CERN Accelerating science

LRU system setting

Dear experts, can you help me to understand my mistake with LRU setting.

I use documentation:

My settings:

EOS version:
mgm:
{
dvl-eos-m01:~ # eos --version
EOS 4.8.22 (2020)
}
FST:
{
dvl-eos-m01:~ # eos --version
EOS 4.8.22 (2020)
-bash-4.2$ eos --version
EOS 4.3.11 (CERN)
}

Space:
{
dvl-eos-m01:~ # eos space status default
# ------------------------------------------------------------------------------------
# Space Variables
# …
autorepair := on
balancer := on
balancer.node.ntx := 2
balancer.node.rate := 25
balancer.threshold := 20
converter := on
converter.ntx := 10
drainer.node.nfs := 5
drainer.node.ntx := 2
drainer.node.rate := 25
drainperiod := 86400
filearchivedgc := off
geo.access.policy.write.exact := on
geobalancer := on
geobalancer.ntx := 10
geobalancer.threshold := 5
graceperiod := 86400
groupbalancer := on
groupbalancer.ntx := 10
groupbalancer.threshold := 90
groupmod := 50
groupsize := 50
lru := on
lru.interval := 10
quota := off
scaninterval := 604800
scanrate := 100
stat.wfe.active := 0
tracker := off
wfe := on
wfe.interval := 10
wfe.ntx := 1
dvl-eos-m01:~ #
}

Catalog attribute setting:
{
-bash-4.2$ eos attr ls /eos/jinrdvl/tests/zar/pnpicache2
sys.conversion.*="00100002|gathered:RU::JINR::LITDVL"
sys.eos.btime="1596273569.773392128"
sys.forced.checksum="adler"
sys.forced.group="1"
sys.lru.convert.match="*:1h"
sys.workflow.closew.default="mail:azaroche@cern.ch: a file has been written!"
-bash-4.2$
}

I expect all files to copy to this catalog by GEOTAG, but after 1 hour files should change layout to:
“00100002|gathered:RU::JINR::LITDVL" = “plain|gathered:RU::JINR::LITDVL”
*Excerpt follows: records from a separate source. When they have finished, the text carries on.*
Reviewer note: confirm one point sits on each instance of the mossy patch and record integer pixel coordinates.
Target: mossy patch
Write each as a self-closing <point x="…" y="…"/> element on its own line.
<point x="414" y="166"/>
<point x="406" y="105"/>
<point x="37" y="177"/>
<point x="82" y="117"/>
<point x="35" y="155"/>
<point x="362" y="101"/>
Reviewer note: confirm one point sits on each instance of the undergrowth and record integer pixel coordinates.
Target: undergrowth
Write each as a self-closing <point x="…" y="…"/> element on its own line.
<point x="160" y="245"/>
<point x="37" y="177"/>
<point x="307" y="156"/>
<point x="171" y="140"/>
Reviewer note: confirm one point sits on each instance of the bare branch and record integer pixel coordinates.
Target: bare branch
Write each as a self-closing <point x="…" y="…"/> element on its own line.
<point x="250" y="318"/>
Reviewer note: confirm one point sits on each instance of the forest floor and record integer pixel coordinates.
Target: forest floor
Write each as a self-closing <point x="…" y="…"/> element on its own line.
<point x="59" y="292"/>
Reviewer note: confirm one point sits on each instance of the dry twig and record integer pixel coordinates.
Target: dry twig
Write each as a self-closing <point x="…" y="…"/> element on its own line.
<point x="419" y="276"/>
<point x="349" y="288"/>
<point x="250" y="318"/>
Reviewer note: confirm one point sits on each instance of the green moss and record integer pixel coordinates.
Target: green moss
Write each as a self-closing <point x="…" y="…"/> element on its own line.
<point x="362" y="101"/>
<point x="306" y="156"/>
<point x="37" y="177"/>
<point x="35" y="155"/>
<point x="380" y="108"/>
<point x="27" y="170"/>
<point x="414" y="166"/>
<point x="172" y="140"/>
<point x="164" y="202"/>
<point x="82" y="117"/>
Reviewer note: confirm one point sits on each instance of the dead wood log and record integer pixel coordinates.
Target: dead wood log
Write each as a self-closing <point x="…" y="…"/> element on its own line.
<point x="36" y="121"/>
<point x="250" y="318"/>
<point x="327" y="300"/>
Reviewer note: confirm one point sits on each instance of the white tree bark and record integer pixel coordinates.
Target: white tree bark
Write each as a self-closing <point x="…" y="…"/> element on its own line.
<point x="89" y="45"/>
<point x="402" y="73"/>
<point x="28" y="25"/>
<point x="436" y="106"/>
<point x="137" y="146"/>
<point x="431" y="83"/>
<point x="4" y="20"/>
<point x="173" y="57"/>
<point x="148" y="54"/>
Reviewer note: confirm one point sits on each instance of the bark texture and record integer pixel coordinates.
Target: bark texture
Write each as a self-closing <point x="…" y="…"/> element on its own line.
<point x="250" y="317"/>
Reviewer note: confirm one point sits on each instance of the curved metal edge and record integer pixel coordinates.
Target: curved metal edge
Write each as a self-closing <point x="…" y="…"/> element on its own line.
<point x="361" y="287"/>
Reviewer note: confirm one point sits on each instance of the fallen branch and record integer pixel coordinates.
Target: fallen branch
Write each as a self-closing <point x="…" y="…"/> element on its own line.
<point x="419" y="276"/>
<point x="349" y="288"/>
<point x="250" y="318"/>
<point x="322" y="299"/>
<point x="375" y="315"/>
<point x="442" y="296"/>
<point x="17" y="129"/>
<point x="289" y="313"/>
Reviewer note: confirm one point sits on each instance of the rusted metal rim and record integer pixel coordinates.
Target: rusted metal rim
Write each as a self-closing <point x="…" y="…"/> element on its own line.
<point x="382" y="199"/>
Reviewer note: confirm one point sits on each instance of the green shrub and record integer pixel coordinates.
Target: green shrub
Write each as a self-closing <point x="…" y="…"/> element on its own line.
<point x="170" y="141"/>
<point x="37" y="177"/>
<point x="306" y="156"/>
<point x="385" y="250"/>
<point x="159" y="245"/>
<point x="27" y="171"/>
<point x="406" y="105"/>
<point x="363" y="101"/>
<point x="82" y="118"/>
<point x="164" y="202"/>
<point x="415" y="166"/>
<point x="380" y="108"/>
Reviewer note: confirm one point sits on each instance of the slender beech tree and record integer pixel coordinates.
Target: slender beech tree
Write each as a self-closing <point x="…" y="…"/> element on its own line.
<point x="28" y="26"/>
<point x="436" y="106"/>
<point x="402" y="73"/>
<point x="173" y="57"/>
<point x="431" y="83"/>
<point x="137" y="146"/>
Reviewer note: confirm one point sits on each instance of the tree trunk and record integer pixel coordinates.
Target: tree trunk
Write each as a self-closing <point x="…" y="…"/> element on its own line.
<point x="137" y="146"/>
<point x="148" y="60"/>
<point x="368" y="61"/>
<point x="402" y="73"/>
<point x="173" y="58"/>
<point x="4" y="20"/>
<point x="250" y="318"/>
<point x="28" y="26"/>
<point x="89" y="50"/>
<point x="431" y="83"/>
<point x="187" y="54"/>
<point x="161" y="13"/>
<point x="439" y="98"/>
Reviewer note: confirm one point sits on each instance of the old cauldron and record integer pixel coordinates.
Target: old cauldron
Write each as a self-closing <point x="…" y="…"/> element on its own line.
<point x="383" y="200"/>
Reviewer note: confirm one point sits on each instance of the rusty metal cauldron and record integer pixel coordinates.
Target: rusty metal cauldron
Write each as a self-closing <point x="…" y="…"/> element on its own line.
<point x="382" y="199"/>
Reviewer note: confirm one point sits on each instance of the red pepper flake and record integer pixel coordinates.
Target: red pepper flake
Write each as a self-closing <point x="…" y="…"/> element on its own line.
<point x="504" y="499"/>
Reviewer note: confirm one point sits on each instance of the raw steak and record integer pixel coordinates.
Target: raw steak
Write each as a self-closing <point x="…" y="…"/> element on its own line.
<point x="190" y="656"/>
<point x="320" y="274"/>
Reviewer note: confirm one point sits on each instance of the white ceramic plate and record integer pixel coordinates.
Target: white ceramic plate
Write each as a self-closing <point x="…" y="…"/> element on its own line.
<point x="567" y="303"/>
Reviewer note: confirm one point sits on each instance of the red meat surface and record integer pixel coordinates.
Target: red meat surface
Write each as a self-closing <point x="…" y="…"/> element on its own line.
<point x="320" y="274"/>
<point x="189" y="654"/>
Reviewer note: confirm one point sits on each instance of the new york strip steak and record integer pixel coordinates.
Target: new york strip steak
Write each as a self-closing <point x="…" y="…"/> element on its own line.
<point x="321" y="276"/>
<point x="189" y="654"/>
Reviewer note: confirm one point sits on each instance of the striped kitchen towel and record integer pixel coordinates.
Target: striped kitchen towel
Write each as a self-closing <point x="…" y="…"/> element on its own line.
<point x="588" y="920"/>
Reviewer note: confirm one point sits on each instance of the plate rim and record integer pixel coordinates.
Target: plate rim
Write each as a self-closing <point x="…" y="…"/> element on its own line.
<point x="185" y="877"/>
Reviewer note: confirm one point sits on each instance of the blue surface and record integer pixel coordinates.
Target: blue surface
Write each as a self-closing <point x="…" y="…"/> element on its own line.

I see the first step: all files are saved to nearest FST by geotag:
{
-bash-4.2$ eos fileinfo /eos/jinrdvl/tests/zar/pnpicache2/imm10
File: '/eos/jinrdvl/tests/zar/pnpicache2/imm10' Flags: 0644
Size: 104857600
Modify: Tue Oct 6 21:12:10 2020 Timestamp: 1602007930.531035000
Change: Tue Oct 6 21:12:10 2020 Timestamp: 1602007930.254879876
Birth: Tue Oct 6 21:12:10 2020 Timestamp: 1602007930.254879876
CUid: 13009 CGid: 501 Fxid: 0000005d Fid: 93 Pid: 30 Pxid: 0000001e
XStype: adler XS: 5d c0 00 01 ETAGs: "24964497408:5dc00001"
Layout: plain Stripes: 1 Blocksize: 4k LayoutId: 00100002 Redundancy: d1::t0
#Rep: 1
????????????????????????????????????????????????????????????????????????????????????????????????????????????????????????????????????????????????
?no.? fs-id? host? schedgroup? path??? boot? configstatus? drain? active? geotag?
????????????????????????????????????????????????????????????????????????????????????????????????????????????????????????????????????????????????
0 83 v006.pnpi.nw.ru default.1 /ceph_dev02 booted rw nodrain online RU::PNPI

}

But files do not change layout afterwards. And I do not see any messages about converting or LRU logs in debug mode.
Do you have any ideas? Where is my mistake?

Hi Andrey,

Can you double check your “sys.lru.convert.match” attribute?
Also can you grep in the MGM logs for any errors in the LRU part. For example:
grep "LRU" /var/log/eos/mgm/xrdlog.mgm

Cheers,
Elvin

Did you really mean to use ‘10’ for the LRU interval? This would mean you are starting an LRU scan every 10 seconds. Unless you have a very small EOS instance I doubt the LRU could scan everything in 10 seconds. It may be that it won’t start a new one if one is currently running, but I don’t know that for sure.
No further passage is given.